Natürlich musste mit Skepsis von Seiten der Bevölkerung gerechnet werden. Doch Vitus D., der inzwischen die Nachfolge von Urs B. als Werwolfbeauftragter angetreten hat, versicherte uns, dass das Haus in den Vollmondnächten mit den bestmöglichen Sicherheitsvorkehrungen ausgestattet sei. „Wir Schweizer Zauberer sollten unseren ganzen Ehrgeiz daran setzen, um eine Vorreiterrolle zu übernehmen, wenn es darum geht, sozial Benachteiligten zu helfen. Um Frieden zwischen den Menschen zu schaffen, reicht es nicht, keine Kriege zu führen. Nein, wir müssen auch zeigen, dass soziale Probleme nur dann beseitigt werden können, wenn alle ihren Teil dazu beitragen. Erst wenn es keine Ungerechtigkeit mehr gibt, kann es auch keine Kriege und Verbrechen mehr geben.“
Ich war zunächst einmal völlig sprachlos über diesen Artikel. Dann begann ich zu weinen - doch es waren Freudentränen, die ich da in Strömen vergoss. Nun hat das Haus, von dem ich mich damals so schweren Herzens trennen musste, eine ganz wunderbare Bestimmung gefunden, die Urs mit Sicherheit sehr, sehr glücklich gemacht hätte.

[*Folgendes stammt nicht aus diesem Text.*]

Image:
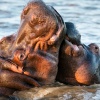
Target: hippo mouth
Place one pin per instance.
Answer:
(8, 64)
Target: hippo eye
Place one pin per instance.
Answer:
(33, 21)
(21, 56)
(25, 11)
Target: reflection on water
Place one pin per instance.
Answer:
(86, 16)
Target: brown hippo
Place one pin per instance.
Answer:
(78, 63)
(31, 55)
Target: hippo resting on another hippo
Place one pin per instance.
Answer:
(78, 63)
(30, 57)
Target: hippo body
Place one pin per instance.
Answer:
(33, 51)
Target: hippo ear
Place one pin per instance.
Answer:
(24, 12)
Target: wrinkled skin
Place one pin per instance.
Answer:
(72, 33)
(79, 64)
(31, 55)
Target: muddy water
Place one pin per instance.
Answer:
(86, 16)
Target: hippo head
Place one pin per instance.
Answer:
(39, 22)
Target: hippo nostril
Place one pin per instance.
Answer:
(96, 48)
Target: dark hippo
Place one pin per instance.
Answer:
(31, 55)
(78, 63)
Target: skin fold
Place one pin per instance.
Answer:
(78, 64)
(29, 57)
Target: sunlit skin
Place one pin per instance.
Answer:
(79, 65)
(31, 54)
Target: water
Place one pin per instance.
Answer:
(85, 14)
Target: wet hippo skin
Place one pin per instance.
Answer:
(31, 55)
(79, 64)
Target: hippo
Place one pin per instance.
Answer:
(78, 64)
(29, 57)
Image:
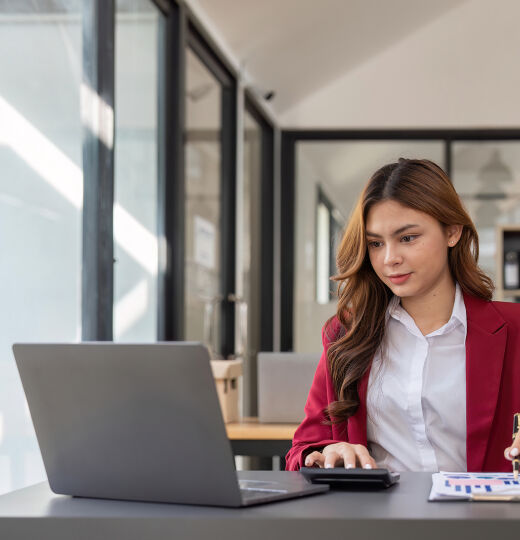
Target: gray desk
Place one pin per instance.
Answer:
(399, 513)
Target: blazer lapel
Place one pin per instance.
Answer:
(485, 345)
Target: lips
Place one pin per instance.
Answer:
(398, 279)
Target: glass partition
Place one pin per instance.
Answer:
(203, 192)
(135, 182)
(41, 200)
(487, 176)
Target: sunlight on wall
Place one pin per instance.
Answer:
(62, 174)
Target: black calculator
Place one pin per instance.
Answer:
(341, 478)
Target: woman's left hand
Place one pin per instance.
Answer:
(514, 450)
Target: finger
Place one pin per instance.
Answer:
(513, 451)
(364, 458)
(349, 458)
(332, 459)
(314, 458)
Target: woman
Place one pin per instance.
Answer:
(420, 369)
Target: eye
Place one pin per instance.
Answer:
(409, 237)
(374, 244)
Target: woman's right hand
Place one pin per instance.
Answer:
(338, 454)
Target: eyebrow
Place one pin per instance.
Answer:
(395, 233)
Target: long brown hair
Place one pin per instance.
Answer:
(363, 297)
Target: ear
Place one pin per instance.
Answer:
(453, 233)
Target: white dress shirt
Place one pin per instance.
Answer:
(416, 397)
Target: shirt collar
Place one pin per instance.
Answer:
(458, 314)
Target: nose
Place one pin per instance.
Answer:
(392, 255)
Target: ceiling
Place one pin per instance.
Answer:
(294, 47)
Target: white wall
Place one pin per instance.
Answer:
(461, 70)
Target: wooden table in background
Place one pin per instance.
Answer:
(249, 437)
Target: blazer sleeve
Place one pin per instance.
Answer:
(314, 433)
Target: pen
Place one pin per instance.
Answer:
(516, 460)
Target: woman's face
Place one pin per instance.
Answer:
(408, 249)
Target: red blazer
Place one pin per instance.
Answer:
(492, 391)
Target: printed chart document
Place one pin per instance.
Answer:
(450, 486)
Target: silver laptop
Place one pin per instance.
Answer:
(137, 422)
(279, 401)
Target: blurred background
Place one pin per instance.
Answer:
(183, 169)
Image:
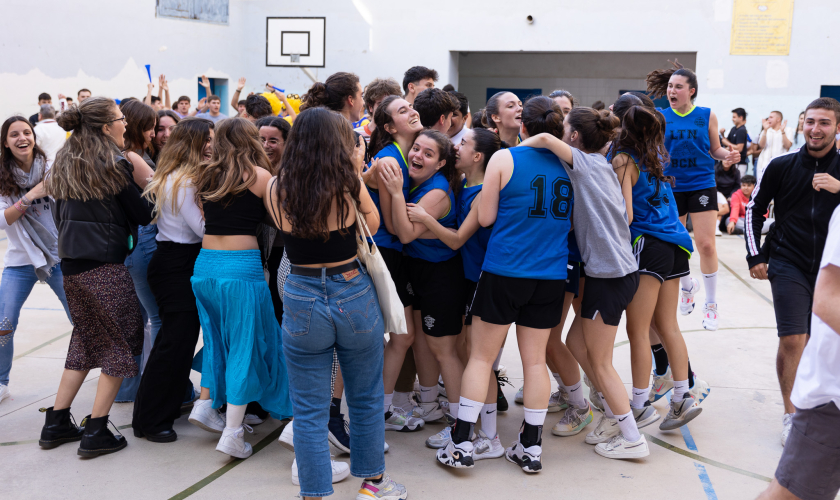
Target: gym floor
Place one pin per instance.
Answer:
(729, 452)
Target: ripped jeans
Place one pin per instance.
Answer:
(15, 287)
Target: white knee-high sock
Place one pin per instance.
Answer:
(710, 282)
(235, 416)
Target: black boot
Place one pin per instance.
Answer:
(59, 428)
(98, 439)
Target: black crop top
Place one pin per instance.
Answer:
(338, 247)
(238, 215)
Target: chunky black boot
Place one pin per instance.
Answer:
(60, 427)
(98, 439)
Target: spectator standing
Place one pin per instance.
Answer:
(804, 187)
(773, 141)
(50, 136)
(738, 138)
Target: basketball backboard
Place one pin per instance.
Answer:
(295, 41)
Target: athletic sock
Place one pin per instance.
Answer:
(680, 388)
(335, 407)
(607, 410)
(640, 396)
(576, 395)
(628, 426)
(710, 282)
(428, 394)
(660, 357)
(488, 419)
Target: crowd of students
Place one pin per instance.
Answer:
(245, 231)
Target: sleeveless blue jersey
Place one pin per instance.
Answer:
(382, 237)
(433, 250)
(530, 235)
(687, 141)
(474, 249)
(654, 210)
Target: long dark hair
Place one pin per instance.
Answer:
(8, 186)
(317, 168)
(657, 80)
(641, 133)
(380, 137)
(446, 151)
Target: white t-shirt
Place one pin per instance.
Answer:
(818, 376)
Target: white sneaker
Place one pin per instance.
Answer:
(484, 447)
(662, 384)
(607, 428)
(558, 401)
(287, 437)
(710, 317)
(428, 412)
(787, 423)
(687, 297)
(233, 442)
(340, 471)
(700, 391)
(619, 447)
(203, 415)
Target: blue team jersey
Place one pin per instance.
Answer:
(474, 249)
(654, 209)
(530, 235)
(687, 142)
(382, 237)
(433, 250)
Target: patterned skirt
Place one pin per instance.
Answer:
(107, 325)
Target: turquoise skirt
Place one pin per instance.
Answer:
(242, 358)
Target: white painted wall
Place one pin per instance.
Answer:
(103, 45)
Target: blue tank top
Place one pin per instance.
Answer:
(474, 249)
(433, 250)
(382, 237)
(687, 142)
(530, 235)
(654, 209)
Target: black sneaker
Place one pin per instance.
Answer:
(338, 435)
(501, 400)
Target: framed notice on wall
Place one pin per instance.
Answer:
(761, 27)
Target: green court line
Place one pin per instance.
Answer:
(42, 345)
(708, 461)
(225, 469)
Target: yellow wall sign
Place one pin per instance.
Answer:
(761, 27)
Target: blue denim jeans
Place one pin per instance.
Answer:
(138, 263)
(321, 314)
(15, 287)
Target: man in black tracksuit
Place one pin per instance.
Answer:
(805, 188)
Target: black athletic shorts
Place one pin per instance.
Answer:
(469, 293)
(702, 200)
(437, 292)
(793, 296)
(608, 297)
(808, 467)
(660, 259)
(396, 263)
(573, 275)
(533, 303)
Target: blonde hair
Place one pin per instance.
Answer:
(86, 167)
(182, 159)
(237, 151)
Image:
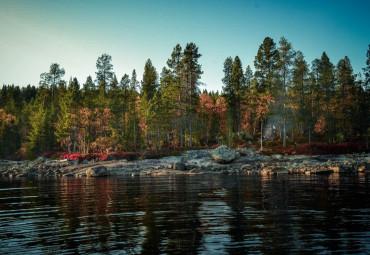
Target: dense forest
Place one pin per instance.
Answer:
(285, 99)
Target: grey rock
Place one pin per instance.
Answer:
(179, 166)
(277, 156)
(224, 154)
(41, 159)
(97, 171)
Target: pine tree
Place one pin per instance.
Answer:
(89, 93)
(238, 85)
(191, 73)
(367, 70)
(286, 55)
(53, 78)
(149, 83)
(327, 83)
(346, 100)
(229, 94)
(300, 93)
(248, 77)
(175, 79)
(104, 75)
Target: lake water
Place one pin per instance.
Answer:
(186, 215)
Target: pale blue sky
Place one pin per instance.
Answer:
(74, 33)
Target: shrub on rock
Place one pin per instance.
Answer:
(224, 154)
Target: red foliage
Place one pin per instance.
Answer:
(326, 148)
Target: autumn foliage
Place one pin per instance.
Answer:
(326, 148)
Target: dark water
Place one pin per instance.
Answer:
(186, 215)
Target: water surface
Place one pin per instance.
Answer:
(186, 215)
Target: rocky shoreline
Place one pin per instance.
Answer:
(222, 160)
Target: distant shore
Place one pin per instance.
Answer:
(245, 161)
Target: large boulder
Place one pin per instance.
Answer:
(97, 171)
(224, 154)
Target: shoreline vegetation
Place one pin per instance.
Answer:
(282, 104)
(221, 160)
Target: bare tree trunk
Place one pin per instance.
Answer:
(190, 133)
(261, 135)
(159, 138)
(284, 133)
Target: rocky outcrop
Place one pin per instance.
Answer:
(227, 161)
(224, 154)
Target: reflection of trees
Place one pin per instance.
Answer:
(170, 219)
(188, 215)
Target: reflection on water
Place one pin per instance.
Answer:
(187, 215)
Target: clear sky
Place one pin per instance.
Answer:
(74, 33)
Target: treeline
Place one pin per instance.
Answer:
(284, 98)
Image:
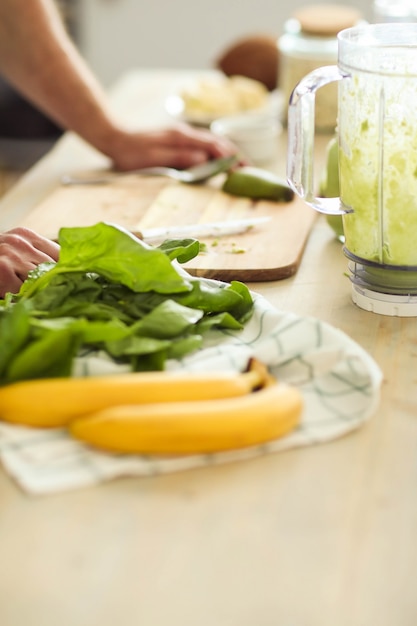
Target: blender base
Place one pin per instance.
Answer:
(384, 303)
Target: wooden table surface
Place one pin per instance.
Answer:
(318, 536)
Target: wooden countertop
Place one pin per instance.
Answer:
(319, 536)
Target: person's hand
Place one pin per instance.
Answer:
(179, 147)
(21, 250)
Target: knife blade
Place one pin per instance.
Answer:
(208, 229)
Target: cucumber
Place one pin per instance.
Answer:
(254, 182)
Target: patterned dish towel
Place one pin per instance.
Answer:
(339, 381)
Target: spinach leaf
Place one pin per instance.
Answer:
(115, 254)
(113, 293)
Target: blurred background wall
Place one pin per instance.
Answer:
(116, 35)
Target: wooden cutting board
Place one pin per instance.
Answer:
(271, 251)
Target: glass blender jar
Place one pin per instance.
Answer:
(377, 136)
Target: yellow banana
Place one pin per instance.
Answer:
(54, 402)
(195, 426)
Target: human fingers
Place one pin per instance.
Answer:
(21, 250)
(29, 245)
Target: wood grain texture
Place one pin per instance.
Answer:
(271, 251)
(321, 536)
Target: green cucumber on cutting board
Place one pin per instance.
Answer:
(268, 251)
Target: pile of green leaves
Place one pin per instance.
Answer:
(112, 292)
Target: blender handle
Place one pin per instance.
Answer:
(300, 158)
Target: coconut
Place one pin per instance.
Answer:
(255, 57)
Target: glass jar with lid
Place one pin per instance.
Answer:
(394, 11)
(309, 41)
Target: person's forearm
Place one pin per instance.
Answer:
(39, 59)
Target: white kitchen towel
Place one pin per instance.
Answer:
(339, 381)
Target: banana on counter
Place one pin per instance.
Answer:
(159, 412)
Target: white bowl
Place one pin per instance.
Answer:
(255, 134)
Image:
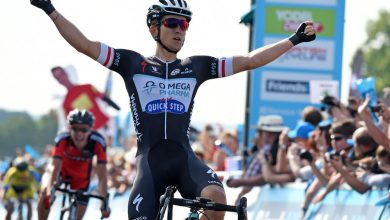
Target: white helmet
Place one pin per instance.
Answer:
(168, 7)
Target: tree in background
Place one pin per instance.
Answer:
(376, 50)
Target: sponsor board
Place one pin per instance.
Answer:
(306, 2)
(285, 20)
(288, 86)
(321, 88)
(318, 55)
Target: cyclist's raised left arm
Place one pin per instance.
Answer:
(269, 53)
(69, 31)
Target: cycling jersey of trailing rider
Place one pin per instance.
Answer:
(162, 93)
(77, 164)
(21, 183)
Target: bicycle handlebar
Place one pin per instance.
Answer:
(79, 192)
(200, 203)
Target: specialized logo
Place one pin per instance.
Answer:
(186, 71)
(212, 173)
(137, 201)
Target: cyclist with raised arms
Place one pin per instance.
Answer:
(161, 89)
(72, 163)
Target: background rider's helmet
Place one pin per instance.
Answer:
(80, 116)
(20, 163)
(168, 7)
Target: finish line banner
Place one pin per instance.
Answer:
(283, 86)
(285, 203)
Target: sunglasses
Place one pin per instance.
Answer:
(83, 130)
(336, 138)
(174, 23)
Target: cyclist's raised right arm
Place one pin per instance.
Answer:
(69, 31)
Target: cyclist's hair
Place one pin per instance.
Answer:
(312, 115)
(80, 116)
(167, 7)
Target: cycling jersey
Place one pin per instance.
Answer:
(162, 93)
(21, 183)
(76, 163)
(161, 99)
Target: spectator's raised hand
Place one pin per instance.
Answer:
(45, 5)
(363, 108)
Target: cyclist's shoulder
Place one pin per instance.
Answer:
(97, 137)
(200, 58)
(62, 136)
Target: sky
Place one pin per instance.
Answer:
(30, 46)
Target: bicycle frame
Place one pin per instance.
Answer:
(199, 204)
(73, 203)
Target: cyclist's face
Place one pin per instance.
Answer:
(173, 31)
(79, 134)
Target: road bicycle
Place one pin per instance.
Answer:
(197, 206)
(20, 204)
(72, 196)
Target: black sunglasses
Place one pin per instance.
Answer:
(174, 23)
(83, 130)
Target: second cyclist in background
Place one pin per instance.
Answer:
(72, 161)
(21, 182)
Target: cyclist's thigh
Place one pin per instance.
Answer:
(195, 177)
(142, 203)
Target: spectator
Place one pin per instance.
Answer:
(268, 129)
(227, 146)
(340, 132)
(207, 138)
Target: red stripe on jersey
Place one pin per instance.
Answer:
(108, 57)
(223, 67)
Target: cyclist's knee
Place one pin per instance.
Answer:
(215, 193)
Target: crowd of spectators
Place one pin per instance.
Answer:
(338, 145)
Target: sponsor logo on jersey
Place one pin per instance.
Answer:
(186, 71)
(212, 173)
(136, 119)
(137, 201)
(159, 106)
(155, 70)
(175, 72)
(149, 86)
(144, 64)
(158, 95)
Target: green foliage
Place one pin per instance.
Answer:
(377, 50)
(18, 129)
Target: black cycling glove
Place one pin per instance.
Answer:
(45, 5)
(300, 35)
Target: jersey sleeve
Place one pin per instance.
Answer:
(58, 149)
(225, 67)
(208, 67)
(119, 60)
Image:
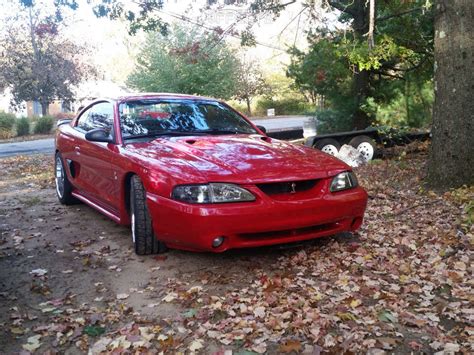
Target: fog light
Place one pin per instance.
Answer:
(217, 242)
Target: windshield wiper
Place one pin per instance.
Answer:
(221, 131)
(163, 133)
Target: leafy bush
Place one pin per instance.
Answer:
(331, 121)
(7, 120)
(23, 127)
(284, 106)
(43, 125)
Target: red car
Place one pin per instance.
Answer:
(194, 174)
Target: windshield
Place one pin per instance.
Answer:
(151, 118)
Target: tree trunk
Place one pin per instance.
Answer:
(44, 108)
(451, 160)
(361, 78)
(247, 99)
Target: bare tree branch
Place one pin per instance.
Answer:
(341, 7)
(383, 18)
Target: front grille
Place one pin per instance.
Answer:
(292, 232)
(287, 187)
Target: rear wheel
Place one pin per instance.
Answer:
(63, 186)
(143, 237)
(365, 145)
(328, 145)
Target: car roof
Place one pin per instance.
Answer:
(159, 95)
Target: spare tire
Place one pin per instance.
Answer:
(328, 145)
(365, 145)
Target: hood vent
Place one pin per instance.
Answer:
(287, 187)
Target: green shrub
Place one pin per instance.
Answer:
(331, 121)
(7, 120)
(43, 125)
(23, 127)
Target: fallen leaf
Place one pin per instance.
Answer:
(38, 272)
(290, 346)
(196, 345)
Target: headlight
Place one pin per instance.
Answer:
(211, 193)
(343, 181)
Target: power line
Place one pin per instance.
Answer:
(187, 19)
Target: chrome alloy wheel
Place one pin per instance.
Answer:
(330, 149)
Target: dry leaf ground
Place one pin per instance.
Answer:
(69, 281)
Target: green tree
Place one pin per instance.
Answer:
(250, 82)
(188, 60)
(357, 72)
(37, 63)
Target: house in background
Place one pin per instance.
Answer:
(33, 108)
(5, 104)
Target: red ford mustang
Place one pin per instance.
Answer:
(191, 173)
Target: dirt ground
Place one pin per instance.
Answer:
(70, 283)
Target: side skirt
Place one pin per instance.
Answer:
(107, 212)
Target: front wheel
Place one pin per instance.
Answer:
(365, 145)
(143, 236)
(328, 145)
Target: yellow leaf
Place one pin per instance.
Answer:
(355, 303)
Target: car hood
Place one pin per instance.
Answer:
(235, 158)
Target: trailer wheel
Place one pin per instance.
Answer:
(328, 145)
(365, 145)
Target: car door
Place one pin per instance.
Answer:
(97, 178)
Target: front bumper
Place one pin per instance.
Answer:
(266, 221)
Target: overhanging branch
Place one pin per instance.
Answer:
(342, 7)
(383, 18)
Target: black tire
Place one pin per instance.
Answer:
(143, 237)
(365, 145)
(63, 185)
(328, 145)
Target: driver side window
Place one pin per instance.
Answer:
(100, 115)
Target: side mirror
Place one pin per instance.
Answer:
(62, 121)
(263, 129)
(99, 135)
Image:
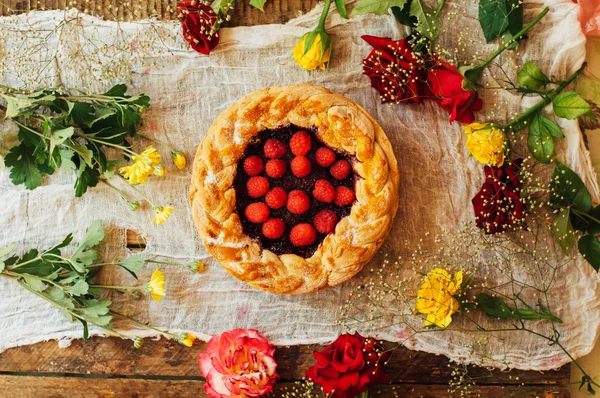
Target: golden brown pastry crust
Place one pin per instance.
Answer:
(342, 125)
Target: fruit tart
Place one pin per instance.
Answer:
(294, 188)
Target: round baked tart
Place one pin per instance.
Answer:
(294, 188)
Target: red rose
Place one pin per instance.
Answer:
(498, 204)
(395, 70)
(238, 363)
(198, 22)
(347, 367)
(445, 83)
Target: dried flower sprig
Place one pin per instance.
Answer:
(68, 282)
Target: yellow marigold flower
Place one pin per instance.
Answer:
(486, 144)
(161, 214)
(436, 297)
(138, 342)
(178, 159)
(313, 50)
(156, 285)
(138, 172)
(197, 266)
(151, 155)
(186, 339)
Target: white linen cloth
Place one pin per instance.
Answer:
(188, 91)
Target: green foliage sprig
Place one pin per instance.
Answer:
(577, 221)
(70, 131)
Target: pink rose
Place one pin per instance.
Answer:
(238, 363)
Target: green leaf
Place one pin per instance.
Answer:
(95, 308)
(80, 288)
(563, 230)
(24, 169)
(531, 76)
(14, 105)
(495, 307)
(567, 189)
(60, 136)
(66, 160)
(341, 7)
(539, 140)
(589, 247)
(378, 7)
(84, 153)
(86, 177)
(402, 15)
(570, 105)
(594, 227)
(133, 264)
(428, 24)
(34, 282)
(258, 4)
(498, 16)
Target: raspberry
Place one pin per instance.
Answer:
(325, 221)
(325, 157)
(257, 186)
(273, 228)
(300, 143)
(303, 235)
(340, 170)
(324, 191)
(257, 212)
(301, 166)
(276, 168)
(276, 198)
(343, 196)
(253, 165)
(298, 202)
(274, 149)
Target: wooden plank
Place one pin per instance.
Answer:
(79, 387)
(166, 358)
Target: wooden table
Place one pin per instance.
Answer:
(110, 367)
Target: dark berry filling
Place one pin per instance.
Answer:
(334, 192)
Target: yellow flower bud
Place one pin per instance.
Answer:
(313, 50)
(186, 339)
(178, 160)
(436, 297)
(486, 144)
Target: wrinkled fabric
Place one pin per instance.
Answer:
(188, 91)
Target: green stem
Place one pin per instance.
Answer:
(321, 25)
(545, 101)
(126, 288)
(516, 37)
(439, 9)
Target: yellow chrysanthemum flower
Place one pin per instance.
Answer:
(156, 285)
(436, 297)
(313, 50)
(178, 160)
(143, 166)
(161, 214)
(151, 155)
(159, 171)
(486, 144)
(186, 339)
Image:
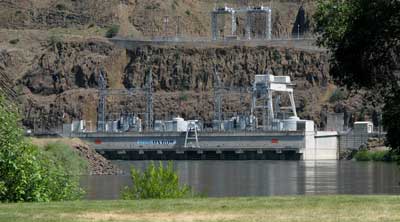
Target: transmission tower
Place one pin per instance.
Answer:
(217, 98)
(101, 110)
(149, 101)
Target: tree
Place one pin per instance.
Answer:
(26, 173)
(363, 37)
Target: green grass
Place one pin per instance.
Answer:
(294, 208)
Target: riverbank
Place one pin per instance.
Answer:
(290, 208)
(97, 164)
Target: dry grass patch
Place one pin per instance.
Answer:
(166, 216)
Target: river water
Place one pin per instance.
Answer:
(264, 178)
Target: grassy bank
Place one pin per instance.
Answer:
(310, 208)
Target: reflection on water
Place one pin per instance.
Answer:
(263, 178)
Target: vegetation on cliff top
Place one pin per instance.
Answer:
(28, 173)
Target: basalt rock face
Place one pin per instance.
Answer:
(61, 84)
(189, 18)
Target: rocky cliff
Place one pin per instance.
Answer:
(51, 54)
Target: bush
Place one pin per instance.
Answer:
(61, 7)
(26, 173)
(14, 41)
(112, 31)
(156, 182)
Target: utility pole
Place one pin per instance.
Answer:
(166, 23)
(298, 31)
(217, 99)
(178, 26)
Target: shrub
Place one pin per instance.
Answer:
(156, 182)
(61, 7)
(112, 31)
(26, 173)
(14, 41)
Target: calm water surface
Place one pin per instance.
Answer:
(264, 178)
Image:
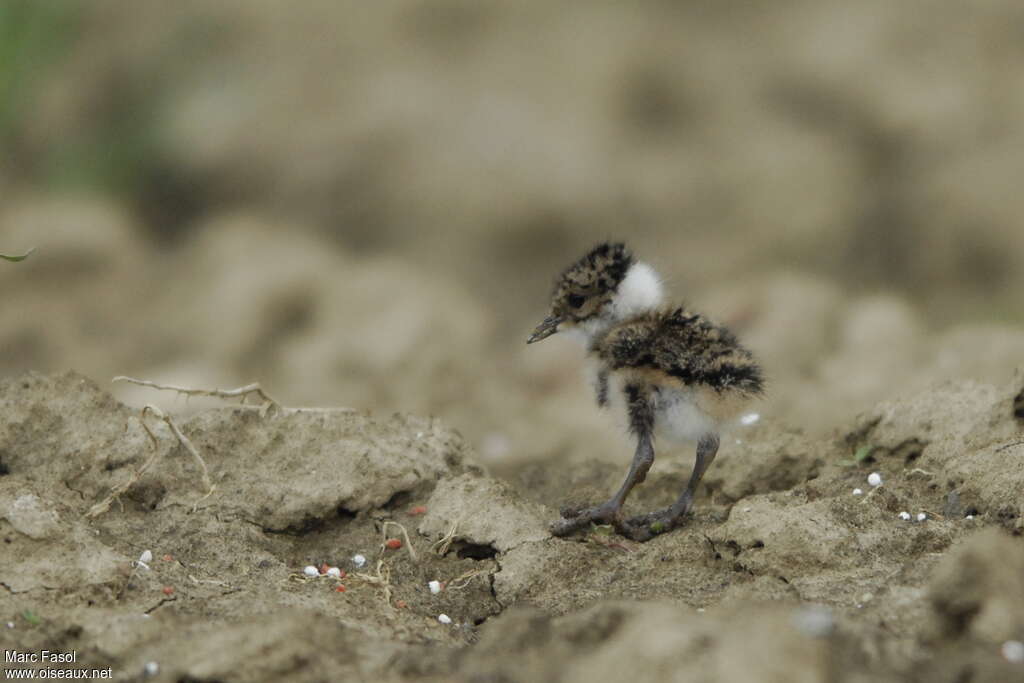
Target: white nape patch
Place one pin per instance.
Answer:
(640, 291)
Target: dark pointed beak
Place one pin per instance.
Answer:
(546, 329)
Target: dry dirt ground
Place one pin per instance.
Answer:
(782, 574)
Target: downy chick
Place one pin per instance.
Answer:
(670, 372)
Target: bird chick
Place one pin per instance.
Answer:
(670, 372)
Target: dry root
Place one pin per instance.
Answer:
(242, 392)
(441, 546)
(116, 493)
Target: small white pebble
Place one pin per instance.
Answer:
(1013, 650)
(814, 621)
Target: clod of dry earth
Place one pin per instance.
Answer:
(855, 593)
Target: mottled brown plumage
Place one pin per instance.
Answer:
(672, 372)
(677, 347)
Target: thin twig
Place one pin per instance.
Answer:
(116, 493)
(241, 392)
(463, 580)
(409, 544)
(441, 546)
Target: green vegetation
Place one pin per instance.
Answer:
(17, 258)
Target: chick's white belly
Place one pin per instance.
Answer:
(678, 418)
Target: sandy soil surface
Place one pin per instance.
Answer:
(364, 208)
(782, 574)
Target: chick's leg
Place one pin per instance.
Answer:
(641, 422)
(647, 526)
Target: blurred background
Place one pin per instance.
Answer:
(366, 204)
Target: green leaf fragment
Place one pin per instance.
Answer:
(17, 258)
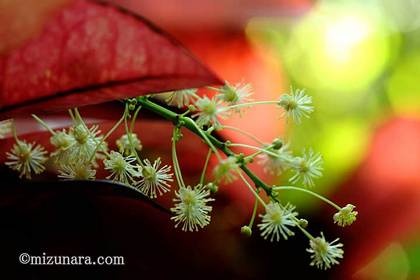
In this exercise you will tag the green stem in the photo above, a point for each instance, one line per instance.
(133, 120)
(249, 104)
(254, 213)
(252, 190)
(243, 133)
(175, 161)
(254, 148)
(44, 124)
(205, 138)
(206, 163)
(307, 233)
(275, 188)
(190, 125)
(130, 139)
(116, 125)
(14, 132)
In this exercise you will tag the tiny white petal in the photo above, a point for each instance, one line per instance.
(277, 220)
(324, 254)
(191, 209)
(155, 179)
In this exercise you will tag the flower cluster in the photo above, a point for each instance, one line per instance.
(324, 253)
(79, 151)
(277, 221)
(191, 209)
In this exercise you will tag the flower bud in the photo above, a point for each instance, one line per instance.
(246, 230)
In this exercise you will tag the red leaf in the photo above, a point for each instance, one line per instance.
(88, 53)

Und noch etwas hätte ihn gefreut: Vitus, der Junge, der damals von seinem Vater auf so grausame Weise in Lebensgefahr gebracht wurde, hat sich „unserer Sache“, wie ich sie nach all den Jahren immer noch nenne, mit Leib und Seele verschrieben und hat es sich wohl zur Aufgabe gemacht, Urs` Lebenswerk zu vollenden. Auch die Ausdrucksweise in diesem Zeitungsartikel hat mich glücklich gemacht: Werwölfe werden nicht als „blutrünstige Bestien“ bezeichnet, sondern allenfalls als „Hilfsbedürftige“. Nun ist dieser Ausdruck zwar auch nicht gerade das, was ich als „gleichberechtigt“ ansehe, aber ich denke, es ist schon ein großer Fortschritt, von „böse“ auf „krank“ eingestuft zu werden.
5. August 1988
Ich habe Mr. Tibbles gleich zu Hestia geschickt, denn diese Nachricht musste ich ihr einfach mitteilen. Und sie konnte sich mit mir so richtig freuen, weil sie ja nun über die ganze Geschichte Bescheid wusste. Etwas anderes kam uns gleichzeitig in den Sinn: War es eine Art von Magie, die ich dadurch losgetreten habe, weil ich endlich über meine Vergangenheit geredet habe? Habe ich vielleicht erst durch mein Erzählen Urs wieder in mein derzeitiges Leben geholt und bin deshalb darüber informiert worden, was aus seinem Erbe geworden ist? Gibt es wohl doch eine Magie, die - ganz ohne Zauberstab - von Muggeln und Squibs genauso wie von Zauberern genutzt werden kann?
Meine wunderbare Freundin Hestia erwies sich gleich als großartiges Organisationstalent, indem sie meine Reise nach Bern plante. „Dädalus hat sich bereit erklärt, mit Hilfe von Vielsafttrank deine Rolle hier zu übernehmen. Und ich werde mit Dir nach Bern apparieren; das ist einfacher, als erst einen Portschlüssel zu beantragen.“ Das ist genau die Freundin, die ich brauche. Sie gleicht meine Schwächen aus und übernimmt genau diese Dinge, die mir ein Gräuel sind. Ich hätte vermutlich eine schlaflose Nacht lang überlegt, ob ich überhaupt zur Eröffnung hinfahren soll, dann hätte ich mir noch über den Reiseweg den Kopf zerbrochen, und zum Schluss hätte ich es wohl doch vorgezogen, daheim zu bleiben, weil ich hier schließlich eine Aufgabe zu erledigen habe. Ach, wie gut, dass das Schicksal uns immer gerade die Menschen zur Seite stellt, die uns guttun.